By Renita D. Young
NEW YORK, Dec 7 (Reuters) - Platinum's discount to fellow
precious metal palladium reached its highest level since 2001 on
Thursday, as the latter soared on heightened vehicle demand and
an ongoing supply deficit.
Palladium hit a high of $1,022.70 on Thursday, just
off a 16-year high from last week, while platinum hit a
low of $887.50 per ounce, putting it on track for its biggest
weekly loss in nine months.
The platinum discount widened to around $120 on Thursday,
the steepest since April 2001, according to Reuters data going
back to 1985.
"Palladium is powering on with the demand for more
vehicles," said George Gero, managing director of RBC Wealth
Management in New York.
"There's more need for palladium, which cannot be reclaimed
as easily or as often from junked automobiles as platinum."
Both platinum and palladium are used in catalytic converters
in car exhaust systems. However, palladium is in higher demand
in the United States and the Caribbean, particularly lately, as
consumers replace vehicles damaged in recent storms, Gero said.
U.S. automakers said vehicle sales rose 1.3 percent for
November versus the year prior, while China, the world's largest
auto market, saw a 2 percent rise in auto sales in October
compared with the year prior.
Platinum is more heavily used in diesel vehicles that have
fallen out of favor since the Volkswagen AG
emissions-rigging scandal of 2015.
Palladium has traded at a discount to platinum for most of
the last 16 years. Their fortunes have reversed, however, and
prices crossed in September for the first time since 2001. On
Nov. 28, palladium touched $1,028.70 per ounce, its highest
since February 2001.
"Platinum is trading on the correlation to gold and has gone
through a couple of key technical levels," said Ryan McKay,
commodity strategist at TD Securities in Toronto.

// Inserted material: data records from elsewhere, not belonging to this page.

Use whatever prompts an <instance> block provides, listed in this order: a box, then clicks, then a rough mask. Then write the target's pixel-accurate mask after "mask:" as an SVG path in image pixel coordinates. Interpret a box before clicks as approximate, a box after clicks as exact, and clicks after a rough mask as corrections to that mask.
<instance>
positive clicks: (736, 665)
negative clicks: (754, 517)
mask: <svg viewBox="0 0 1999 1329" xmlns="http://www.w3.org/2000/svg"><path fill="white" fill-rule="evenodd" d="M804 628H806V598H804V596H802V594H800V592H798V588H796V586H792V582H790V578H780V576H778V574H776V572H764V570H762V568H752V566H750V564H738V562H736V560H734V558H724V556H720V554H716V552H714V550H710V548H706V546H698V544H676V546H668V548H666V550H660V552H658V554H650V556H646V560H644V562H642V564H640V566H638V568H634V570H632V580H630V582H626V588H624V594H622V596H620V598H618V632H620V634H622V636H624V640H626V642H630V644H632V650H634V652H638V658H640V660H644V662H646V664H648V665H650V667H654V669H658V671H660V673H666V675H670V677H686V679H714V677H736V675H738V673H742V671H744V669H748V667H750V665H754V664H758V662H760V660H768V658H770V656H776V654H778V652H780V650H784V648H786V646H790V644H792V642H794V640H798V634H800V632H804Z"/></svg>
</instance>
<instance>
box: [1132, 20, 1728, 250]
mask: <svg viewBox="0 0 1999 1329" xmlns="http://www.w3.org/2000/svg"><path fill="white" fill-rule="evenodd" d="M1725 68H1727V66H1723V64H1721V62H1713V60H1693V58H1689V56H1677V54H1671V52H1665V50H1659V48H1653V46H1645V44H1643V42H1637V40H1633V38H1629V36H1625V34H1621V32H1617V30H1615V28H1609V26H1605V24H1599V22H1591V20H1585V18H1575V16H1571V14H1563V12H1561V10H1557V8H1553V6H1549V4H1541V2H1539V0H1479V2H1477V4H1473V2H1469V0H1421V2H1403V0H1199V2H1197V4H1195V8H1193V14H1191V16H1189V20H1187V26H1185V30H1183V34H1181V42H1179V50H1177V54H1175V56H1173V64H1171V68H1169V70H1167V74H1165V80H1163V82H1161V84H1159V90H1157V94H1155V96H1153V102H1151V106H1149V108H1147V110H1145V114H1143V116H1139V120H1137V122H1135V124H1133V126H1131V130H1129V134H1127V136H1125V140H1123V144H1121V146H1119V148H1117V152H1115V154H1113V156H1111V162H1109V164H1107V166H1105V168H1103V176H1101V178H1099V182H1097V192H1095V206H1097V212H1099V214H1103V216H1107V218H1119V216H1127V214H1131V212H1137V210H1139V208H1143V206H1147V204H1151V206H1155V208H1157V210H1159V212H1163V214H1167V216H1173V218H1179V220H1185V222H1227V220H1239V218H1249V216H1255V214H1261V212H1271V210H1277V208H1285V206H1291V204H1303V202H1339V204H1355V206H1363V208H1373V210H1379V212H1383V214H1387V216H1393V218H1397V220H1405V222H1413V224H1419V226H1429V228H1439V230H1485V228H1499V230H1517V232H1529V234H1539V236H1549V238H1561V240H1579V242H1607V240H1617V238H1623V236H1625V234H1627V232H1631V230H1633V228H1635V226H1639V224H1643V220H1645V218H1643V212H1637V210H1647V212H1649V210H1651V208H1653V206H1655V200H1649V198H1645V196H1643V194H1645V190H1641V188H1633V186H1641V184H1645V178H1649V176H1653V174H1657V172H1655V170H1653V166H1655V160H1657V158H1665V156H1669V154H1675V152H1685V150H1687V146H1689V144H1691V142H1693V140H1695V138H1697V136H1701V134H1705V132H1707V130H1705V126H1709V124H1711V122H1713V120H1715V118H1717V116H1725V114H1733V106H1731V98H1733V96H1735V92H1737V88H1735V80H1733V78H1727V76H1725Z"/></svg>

Gold broke through its recent trading range this week after
slipping below its 200-day moving average. Since mid-October,
prices had stayed between $1,265 and $1,300 an ounce as
investors poured money into the stock market, which hit a series
of record highs.
TD Securities, Citi Research and ABN Amro predict a comeback
for platinum in 2018 on industrial demand and as automakers may
substitute palladium for platinum in gasoline engines.